Netanyahu est devenu le chouchou de l’extrême droite mondiale, non seulement en tant que modèle, mais aussi en raison de ses efforts assidus pour laver ses camarades du monde entier de l’accusation d’antisémitisme et l’attacher à ceux qu’ils haïssent…

Les Arabes sont habitués à être accusés d’antisémitisme chaque fois que les sionistes et leurs partisans sont incapables de réfuter leur critique de la réalité de l’État d’Israël et de son comportement colonial oppresseur. Les critiques d’origine juive du sionisme sont d’ailleurs eux-mêmes habitués à être soumis à la même calomnie, avec une sévérité accrue puisque les sionistes les considèrent comme des « traîtres » ou les accusent de « haine de soi » selon la logique raciste qui veut que tout Juif devrait être sioniste (la même logique qui prévaut chez ceux dont l’hostilité au sionisme sert de mince voile à une position raciste hostile aux Juifs dans leur ensemble).

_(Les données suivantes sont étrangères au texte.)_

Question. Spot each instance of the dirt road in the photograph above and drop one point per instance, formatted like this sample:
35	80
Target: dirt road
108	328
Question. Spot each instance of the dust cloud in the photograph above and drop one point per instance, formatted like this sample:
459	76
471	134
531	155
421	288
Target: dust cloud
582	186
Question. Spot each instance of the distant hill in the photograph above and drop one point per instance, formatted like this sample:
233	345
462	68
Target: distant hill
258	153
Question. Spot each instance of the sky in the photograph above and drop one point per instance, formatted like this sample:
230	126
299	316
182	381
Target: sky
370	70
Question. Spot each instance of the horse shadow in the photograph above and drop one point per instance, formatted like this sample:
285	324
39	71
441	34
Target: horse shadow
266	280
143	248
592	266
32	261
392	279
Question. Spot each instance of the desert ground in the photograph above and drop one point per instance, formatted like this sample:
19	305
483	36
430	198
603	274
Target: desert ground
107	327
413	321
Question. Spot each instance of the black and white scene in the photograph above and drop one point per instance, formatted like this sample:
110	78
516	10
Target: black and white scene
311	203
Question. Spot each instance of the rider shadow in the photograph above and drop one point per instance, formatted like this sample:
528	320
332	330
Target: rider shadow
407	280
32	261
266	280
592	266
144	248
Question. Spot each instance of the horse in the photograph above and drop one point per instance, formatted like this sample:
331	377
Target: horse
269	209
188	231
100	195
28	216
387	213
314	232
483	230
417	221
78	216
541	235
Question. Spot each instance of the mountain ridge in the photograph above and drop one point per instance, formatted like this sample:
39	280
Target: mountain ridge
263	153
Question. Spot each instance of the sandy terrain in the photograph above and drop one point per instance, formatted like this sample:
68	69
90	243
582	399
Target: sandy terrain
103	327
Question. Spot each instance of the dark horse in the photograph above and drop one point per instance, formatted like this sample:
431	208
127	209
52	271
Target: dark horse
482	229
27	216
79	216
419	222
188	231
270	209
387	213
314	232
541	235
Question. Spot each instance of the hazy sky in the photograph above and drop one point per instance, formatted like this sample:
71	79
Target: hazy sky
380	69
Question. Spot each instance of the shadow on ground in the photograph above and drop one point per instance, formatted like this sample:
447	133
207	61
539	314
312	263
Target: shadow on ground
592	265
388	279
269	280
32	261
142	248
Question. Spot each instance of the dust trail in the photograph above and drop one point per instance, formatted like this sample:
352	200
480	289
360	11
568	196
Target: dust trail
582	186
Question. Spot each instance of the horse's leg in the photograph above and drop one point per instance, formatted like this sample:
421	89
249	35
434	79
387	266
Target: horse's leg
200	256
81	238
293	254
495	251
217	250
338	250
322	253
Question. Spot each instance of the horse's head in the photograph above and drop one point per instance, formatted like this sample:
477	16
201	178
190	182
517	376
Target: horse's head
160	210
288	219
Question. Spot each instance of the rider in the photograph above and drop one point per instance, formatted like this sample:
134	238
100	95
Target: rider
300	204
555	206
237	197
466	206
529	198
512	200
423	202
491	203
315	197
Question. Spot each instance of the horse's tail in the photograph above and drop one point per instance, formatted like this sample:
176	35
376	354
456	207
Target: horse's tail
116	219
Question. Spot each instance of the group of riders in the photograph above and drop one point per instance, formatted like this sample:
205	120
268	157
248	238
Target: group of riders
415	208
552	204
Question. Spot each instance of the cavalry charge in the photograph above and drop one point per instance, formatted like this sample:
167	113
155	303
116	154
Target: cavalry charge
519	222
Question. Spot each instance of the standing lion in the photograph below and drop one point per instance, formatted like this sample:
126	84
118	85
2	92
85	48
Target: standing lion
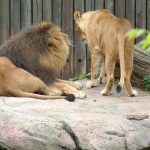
30	62
106	38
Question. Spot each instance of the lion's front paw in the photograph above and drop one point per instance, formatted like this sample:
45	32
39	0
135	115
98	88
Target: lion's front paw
104	92
103	80
134	93
78	85
80	95
91	84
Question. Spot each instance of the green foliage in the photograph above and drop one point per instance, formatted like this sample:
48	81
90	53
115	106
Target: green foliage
135	33
146	83
79	77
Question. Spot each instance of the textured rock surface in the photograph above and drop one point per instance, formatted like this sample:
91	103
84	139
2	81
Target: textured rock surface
115	122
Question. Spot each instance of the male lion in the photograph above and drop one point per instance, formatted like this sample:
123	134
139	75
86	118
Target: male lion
106	38
30	61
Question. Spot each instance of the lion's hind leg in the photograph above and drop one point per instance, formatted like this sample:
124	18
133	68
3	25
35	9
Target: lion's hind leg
129	66
109	66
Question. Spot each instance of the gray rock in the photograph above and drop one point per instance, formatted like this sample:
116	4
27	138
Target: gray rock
114	122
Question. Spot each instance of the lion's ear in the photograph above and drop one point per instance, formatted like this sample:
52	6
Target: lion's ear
77	15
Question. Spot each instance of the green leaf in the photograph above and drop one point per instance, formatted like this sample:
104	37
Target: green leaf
139	32
131	34
148	49
146	42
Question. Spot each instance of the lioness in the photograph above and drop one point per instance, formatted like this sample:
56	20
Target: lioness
106	38
30	62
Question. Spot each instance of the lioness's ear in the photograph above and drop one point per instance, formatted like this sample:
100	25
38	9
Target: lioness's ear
77	15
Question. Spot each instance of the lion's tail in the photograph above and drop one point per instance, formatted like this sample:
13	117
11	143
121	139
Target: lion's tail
19	93
121	40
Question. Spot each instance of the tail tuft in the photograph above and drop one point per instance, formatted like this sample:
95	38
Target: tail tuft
118	88
69	97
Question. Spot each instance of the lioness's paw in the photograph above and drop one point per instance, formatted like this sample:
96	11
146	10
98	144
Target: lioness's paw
134	93
91	84
78	85
80	95
104	92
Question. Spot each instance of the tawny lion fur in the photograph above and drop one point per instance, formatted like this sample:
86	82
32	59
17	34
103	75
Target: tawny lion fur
30	62
106	37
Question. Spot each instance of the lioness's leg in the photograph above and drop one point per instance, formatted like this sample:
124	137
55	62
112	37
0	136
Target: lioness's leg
66	88
109	66
75	84
95	60
129	67
102	77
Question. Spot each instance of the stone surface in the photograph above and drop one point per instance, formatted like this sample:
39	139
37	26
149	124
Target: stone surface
114	122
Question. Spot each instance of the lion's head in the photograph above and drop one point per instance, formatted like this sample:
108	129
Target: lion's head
41	49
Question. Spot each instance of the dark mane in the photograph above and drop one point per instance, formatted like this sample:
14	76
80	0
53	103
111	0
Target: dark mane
31	42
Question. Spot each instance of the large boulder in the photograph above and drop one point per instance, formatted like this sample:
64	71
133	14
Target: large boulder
114	122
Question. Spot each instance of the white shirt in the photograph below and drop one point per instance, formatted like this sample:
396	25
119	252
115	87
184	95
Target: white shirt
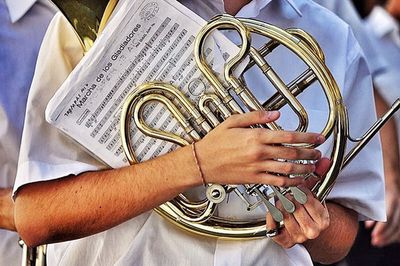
387	35
387	32
22	27
148	239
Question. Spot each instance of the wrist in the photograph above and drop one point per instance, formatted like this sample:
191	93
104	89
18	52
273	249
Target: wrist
6	210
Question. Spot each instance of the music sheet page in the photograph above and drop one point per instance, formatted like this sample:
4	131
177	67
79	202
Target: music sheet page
150	40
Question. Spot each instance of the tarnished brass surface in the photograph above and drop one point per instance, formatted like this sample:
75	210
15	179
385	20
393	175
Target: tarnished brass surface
87	17
199	217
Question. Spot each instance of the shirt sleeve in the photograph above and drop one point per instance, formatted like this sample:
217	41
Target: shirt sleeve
45	152
360	186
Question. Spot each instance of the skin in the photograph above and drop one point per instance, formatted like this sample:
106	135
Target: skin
385	233
244	156
6	210
316	224
78	206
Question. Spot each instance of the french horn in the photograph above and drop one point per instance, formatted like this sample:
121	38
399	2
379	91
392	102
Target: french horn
230	96
199	216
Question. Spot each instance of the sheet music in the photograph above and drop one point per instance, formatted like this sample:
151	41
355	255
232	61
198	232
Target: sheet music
145	41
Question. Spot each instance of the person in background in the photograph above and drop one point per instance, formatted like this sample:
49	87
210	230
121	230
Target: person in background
366	250
22	26
378	243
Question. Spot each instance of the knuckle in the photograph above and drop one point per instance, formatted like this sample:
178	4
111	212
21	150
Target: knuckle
280	181
232	118
290	168
260	115
300	239
256	153
256	135
325	223
312	233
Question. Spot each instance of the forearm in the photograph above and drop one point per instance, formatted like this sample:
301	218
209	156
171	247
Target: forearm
78	206
6	209
335	242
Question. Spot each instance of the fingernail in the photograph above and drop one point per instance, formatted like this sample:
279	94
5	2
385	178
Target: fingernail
320	139
270	114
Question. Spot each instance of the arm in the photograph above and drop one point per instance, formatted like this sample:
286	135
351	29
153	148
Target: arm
6	209
78	206
386	233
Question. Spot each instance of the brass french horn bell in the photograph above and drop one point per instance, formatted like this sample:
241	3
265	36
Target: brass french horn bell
87	17
199	216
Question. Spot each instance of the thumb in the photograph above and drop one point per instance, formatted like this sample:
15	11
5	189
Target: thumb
251	118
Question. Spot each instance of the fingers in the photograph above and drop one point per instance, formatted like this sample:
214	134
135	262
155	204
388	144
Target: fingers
278	137
286	168
315	209
250	119
322	166
280	181
291	153
307	222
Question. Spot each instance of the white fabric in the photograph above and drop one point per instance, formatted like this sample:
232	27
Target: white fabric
22	27
150	240
387	33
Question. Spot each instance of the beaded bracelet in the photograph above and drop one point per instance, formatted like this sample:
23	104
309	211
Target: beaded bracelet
198	164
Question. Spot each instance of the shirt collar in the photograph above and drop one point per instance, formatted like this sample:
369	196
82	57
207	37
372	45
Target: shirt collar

Ce qui est nouveau ces dernières années, c’est l’élargissement du champ des personnes accusées d’antisémitisme pour y inclure un large éventail de critiques de gauche de l’État d’Israël, dont la position critique s’inscrit dans une longue histoire politique et qui, durant des décennies de critique des gouvernements israéliens pour leurs pratiques racistes coloniales envers les Palestiniens, étaient convaincus de partager cette position avec les Juifs israéliens de gauche. Ce changement a accompagné une dérive croissante de la scène politique mondiale vers la droite et l’extrême droite, dérive propulsée et stimulée par cette dernière.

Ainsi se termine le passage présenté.